Lysosomal Storage diseases(LSD) are caused by a single lysosomal enzyme deficiency which results in the accumulation of a certain compounds such as glycolipids, mucopolysaccharides or glycopeptides in lysosomes. More than 60 different LSDs have been described in the literatures. Treatment options have been increased greatly recently; these are enzyme replacement therapy(ERT), hematopoietic stem cell therapy, (HSCT) chemical chaperon therapy, substrate reduction therapy gene therapy and etc.

Enzyme replacement therapy are now widely used in many LSD patients such as Gaucher, Fabry, Pompe, MPS I, II, VI diseases. However, there are drawbacks with ERT. :these are high costs, IgG antibody formation toward CRIM negative patients and no efficacy to CNS involvement. On the other hand, HSCT does cross the blood brain barrier, but poses problems, such as GVHD, rejection and etc. Chaperon therapy has some benefit( oral administration), but limited efficacy to the type of mutation.

Substrate reduction therapy such as Zavesca and Genz has been explored to Gaucher, Fabry and Pompe diseases. The results seem to be also limited in their efficacies.

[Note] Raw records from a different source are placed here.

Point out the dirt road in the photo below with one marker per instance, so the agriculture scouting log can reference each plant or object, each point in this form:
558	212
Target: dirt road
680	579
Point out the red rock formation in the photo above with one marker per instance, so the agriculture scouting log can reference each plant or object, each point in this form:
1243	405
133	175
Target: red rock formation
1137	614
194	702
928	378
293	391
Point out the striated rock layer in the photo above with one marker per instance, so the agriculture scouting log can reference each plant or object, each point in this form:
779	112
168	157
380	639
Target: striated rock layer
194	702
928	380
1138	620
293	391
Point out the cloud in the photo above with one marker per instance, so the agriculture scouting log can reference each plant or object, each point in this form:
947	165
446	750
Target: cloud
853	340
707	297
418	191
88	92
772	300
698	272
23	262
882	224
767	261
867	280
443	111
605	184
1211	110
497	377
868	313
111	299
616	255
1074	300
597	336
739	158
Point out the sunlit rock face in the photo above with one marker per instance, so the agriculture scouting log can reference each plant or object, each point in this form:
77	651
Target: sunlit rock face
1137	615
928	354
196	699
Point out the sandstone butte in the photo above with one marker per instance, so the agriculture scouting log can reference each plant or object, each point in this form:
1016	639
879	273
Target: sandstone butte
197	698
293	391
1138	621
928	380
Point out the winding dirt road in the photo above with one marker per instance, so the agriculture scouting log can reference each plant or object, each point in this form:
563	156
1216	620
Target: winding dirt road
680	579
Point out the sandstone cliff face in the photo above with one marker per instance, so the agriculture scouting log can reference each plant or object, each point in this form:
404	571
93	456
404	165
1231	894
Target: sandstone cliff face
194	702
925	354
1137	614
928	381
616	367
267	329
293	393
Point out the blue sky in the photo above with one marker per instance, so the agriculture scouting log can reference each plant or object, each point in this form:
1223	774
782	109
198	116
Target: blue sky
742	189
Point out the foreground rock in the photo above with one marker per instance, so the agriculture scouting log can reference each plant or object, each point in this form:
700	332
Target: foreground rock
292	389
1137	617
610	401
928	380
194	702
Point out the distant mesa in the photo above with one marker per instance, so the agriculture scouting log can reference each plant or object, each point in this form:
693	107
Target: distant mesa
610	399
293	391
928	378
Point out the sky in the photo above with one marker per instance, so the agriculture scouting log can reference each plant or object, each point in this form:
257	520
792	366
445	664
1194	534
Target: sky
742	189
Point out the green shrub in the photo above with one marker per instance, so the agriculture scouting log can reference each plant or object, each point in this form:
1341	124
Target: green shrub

Novel treatments such as exon skipping procedure (PTC) and SiRNA may be also explored in future. Gene therapy using AAV vector has been carried out in patients with Ceroid lipofucinosis and possibly in metachromatic leukodystrophy.by lenti virus vector. Now, number of treatment choices for the patients with LSD are available, but there are still currently being evaluated situation.